Will leaving the tablet plugged in damage the battery?
Older tablets will degrade their batteries over time on permanent power. Use a USB cable with battery protection circuitry, or open the case and connect power directly to bypass the battery — popular for permanent installs.
Do I need root or a custom ROM?
No. All seven apps run as standard Android apps. Some advanced features (single-app pinning, full device administration) work better with device-owner mode, which requires ADB but not root.

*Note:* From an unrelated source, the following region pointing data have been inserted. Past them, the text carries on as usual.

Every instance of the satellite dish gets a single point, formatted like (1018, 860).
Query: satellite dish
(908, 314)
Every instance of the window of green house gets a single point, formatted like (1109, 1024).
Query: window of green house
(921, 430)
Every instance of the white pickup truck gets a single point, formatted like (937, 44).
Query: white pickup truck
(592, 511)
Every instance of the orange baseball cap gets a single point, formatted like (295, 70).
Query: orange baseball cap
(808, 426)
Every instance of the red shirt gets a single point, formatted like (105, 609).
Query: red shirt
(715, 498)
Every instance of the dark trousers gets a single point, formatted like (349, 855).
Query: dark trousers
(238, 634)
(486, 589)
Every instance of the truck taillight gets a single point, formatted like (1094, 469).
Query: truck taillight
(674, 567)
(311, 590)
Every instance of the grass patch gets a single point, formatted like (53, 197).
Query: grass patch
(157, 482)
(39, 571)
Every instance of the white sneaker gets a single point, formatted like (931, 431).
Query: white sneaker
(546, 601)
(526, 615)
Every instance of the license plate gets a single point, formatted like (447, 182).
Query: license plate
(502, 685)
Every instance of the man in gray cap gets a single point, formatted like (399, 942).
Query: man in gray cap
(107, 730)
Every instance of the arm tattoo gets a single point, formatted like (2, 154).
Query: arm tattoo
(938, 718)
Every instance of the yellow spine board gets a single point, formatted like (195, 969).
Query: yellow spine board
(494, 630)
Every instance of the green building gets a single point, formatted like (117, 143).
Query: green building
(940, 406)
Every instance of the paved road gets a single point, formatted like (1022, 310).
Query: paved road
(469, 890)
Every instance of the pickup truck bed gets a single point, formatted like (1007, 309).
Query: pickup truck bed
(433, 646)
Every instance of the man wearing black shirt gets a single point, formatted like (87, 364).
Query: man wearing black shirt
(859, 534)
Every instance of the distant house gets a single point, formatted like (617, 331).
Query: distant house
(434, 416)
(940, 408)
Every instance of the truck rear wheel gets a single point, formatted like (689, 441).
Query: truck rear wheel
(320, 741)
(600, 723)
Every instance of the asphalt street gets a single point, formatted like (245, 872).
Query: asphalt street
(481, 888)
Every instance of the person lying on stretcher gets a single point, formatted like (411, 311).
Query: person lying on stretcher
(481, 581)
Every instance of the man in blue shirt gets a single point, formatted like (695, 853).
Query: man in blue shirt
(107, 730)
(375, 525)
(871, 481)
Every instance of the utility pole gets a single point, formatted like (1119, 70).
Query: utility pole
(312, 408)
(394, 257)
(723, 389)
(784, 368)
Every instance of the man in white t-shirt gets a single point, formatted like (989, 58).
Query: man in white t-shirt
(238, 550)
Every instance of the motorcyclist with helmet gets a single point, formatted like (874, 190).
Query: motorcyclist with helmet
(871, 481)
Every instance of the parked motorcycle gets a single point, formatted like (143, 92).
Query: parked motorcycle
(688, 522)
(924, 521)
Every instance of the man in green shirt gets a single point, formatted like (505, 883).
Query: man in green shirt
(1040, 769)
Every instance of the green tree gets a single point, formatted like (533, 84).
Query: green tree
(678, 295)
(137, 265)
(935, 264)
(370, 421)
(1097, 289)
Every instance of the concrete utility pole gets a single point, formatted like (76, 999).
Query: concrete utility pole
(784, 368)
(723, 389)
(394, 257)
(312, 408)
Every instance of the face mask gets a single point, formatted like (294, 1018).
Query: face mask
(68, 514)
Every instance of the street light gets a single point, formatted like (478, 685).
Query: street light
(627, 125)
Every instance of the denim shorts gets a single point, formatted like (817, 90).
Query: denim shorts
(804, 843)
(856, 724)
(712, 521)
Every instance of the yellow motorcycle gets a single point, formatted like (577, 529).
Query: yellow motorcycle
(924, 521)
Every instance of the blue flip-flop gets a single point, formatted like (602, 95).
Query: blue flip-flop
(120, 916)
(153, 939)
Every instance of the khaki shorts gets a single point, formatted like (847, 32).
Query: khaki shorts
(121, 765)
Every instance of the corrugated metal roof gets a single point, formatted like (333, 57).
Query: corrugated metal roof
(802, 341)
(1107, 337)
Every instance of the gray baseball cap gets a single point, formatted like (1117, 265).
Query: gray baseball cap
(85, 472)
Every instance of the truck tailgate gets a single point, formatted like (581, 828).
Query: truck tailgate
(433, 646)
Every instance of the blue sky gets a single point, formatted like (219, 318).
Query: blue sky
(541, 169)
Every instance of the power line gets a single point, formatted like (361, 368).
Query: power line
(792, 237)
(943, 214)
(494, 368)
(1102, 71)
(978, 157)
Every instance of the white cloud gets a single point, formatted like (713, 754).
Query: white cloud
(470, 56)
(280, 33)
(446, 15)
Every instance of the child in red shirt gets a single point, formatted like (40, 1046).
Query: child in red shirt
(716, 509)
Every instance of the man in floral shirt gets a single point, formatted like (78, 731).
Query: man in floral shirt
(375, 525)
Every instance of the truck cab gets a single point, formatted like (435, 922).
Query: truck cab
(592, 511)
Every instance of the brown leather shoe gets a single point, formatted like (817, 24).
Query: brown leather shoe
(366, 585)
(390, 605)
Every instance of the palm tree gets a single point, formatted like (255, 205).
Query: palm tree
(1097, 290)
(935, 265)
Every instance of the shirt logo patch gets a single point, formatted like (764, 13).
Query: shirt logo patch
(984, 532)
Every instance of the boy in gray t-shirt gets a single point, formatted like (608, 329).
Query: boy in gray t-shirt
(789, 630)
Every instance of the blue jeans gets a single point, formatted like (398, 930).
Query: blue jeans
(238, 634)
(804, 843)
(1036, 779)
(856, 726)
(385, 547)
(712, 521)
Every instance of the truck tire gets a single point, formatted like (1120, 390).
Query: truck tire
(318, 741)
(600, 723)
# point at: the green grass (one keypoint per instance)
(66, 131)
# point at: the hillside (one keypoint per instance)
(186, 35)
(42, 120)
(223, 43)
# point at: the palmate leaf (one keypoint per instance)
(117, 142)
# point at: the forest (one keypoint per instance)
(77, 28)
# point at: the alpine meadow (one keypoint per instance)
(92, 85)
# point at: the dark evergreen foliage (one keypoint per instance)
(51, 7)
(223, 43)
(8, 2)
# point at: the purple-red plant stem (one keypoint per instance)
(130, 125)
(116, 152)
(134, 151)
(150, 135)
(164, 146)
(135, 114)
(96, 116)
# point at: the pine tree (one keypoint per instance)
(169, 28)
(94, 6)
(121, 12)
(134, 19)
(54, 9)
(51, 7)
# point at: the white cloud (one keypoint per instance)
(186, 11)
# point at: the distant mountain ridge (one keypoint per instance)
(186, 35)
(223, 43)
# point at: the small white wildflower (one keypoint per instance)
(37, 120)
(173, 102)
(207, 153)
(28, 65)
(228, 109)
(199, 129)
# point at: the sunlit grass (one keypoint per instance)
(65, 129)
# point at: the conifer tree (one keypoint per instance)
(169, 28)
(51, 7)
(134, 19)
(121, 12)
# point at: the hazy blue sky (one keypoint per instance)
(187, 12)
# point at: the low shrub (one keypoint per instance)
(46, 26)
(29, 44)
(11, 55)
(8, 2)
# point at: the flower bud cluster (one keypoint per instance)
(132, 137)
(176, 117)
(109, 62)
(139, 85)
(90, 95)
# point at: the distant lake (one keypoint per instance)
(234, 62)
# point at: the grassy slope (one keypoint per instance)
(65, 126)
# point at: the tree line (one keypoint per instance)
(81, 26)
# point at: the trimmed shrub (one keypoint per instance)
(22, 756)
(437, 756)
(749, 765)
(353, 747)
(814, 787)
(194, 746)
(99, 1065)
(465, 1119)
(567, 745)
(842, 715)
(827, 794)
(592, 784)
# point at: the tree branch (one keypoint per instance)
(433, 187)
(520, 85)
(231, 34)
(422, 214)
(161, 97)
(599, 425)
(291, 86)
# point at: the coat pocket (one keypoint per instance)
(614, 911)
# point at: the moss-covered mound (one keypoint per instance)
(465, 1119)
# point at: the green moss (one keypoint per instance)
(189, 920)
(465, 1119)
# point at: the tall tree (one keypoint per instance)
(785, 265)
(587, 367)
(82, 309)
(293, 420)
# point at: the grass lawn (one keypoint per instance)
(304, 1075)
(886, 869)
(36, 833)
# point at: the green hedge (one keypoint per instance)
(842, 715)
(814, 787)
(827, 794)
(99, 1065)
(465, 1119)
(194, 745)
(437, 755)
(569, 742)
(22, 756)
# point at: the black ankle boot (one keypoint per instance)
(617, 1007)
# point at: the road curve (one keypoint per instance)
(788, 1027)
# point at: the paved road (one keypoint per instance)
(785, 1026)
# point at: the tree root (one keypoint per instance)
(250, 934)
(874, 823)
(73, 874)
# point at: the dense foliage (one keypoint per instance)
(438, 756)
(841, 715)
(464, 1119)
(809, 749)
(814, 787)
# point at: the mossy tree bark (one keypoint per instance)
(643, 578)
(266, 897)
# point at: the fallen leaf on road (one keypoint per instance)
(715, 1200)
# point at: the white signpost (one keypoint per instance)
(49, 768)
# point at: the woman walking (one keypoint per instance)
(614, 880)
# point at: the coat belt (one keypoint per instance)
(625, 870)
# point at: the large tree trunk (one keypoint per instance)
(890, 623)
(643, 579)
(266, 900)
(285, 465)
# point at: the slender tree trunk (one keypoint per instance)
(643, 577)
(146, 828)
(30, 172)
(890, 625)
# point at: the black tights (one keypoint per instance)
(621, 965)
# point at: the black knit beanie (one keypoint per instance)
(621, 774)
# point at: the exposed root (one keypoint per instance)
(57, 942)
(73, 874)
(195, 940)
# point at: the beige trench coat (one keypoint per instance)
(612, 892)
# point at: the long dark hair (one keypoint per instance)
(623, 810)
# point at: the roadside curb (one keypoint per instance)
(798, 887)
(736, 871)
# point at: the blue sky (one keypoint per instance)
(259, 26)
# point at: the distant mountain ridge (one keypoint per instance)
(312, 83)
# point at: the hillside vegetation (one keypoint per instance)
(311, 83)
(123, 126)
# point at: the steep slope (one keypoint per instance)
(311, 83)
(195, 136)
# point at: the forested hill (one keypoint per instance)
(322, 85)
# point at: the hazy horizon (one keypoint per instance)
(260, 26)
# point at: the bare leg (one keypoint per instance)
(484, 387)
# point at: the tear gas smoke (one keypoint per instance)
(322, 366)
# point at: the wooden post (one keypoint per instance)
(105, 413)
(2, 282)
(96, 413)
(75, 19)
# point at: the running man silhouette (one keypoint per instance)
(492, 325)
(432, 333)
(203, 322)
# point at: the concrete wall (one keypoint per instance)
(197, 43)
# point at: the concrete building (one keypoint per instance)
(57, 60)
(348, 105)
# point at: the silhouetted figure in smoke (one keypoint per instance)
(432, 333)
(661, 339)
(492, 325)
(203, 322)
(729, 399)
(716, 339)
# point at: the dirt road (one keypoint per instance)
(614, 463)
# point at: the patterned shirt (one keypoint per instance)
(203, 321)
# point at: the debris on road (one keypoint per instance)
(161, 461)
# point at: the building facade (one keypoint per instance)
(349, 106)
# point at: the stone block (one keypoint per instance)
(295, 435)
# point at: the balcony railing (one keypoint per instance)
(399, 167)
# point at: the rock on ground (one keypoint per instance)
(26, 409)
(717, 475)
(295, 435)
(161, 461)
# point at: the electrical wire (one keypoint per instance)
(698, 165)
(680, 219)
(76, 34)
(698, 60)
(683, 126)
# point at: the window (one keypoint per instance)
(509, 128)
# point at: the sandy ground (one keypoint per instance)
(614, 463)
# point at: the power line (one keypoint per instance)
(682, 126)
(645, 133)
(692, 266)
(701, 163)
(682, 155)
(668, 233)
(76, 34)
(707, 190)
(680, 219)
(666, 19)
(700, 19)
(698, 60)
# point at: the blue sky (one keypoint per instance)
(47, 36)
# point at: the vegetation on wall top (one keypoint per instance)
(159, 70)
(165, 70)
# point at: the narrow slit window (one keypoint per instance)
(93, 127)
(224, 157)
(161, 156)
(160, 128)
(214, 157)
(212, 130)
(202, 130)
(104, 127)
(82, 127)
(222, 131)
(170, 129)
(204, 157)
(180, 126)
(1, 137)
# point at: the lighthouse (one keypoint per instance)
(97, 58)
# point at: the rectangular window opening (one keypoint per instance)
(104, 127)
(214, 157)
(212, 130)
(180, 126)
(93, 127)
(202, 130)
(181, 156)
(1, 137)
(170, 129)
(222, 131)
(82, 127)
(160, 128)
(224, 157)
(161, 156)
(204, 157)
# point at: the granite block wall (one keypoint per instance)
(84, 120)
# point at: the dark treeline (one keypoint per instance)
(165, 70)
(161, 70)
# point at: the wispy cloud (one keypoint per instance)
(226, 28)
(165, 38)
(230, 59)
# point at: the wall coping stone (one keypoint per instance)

Can I use an iPad instead of an Android tablet?
Yes. iPads can run Home Assistant Companion or kiosked Safari via Guided Access. Most dedicated kiosk apps in this list are Android-only.
Which app gives me wake-on-motion?
Fully Kiosk Browser (camera-based motion), WallPanel (camera-based with face detection), and FreeKiosk (camera-based) all support wake-on-motion. Home Assistant Companion can do it via the proximity sensor where the tablet has one.
What dashboard do I point the tablet at?
Home Assistant’s Lovelace is the most common, especially with the Mushroom or Bubble Card themes built for kiosk-sized layouts. SmartThings dashboards, Hubitat dashboards, and Node-RED dashboards also work.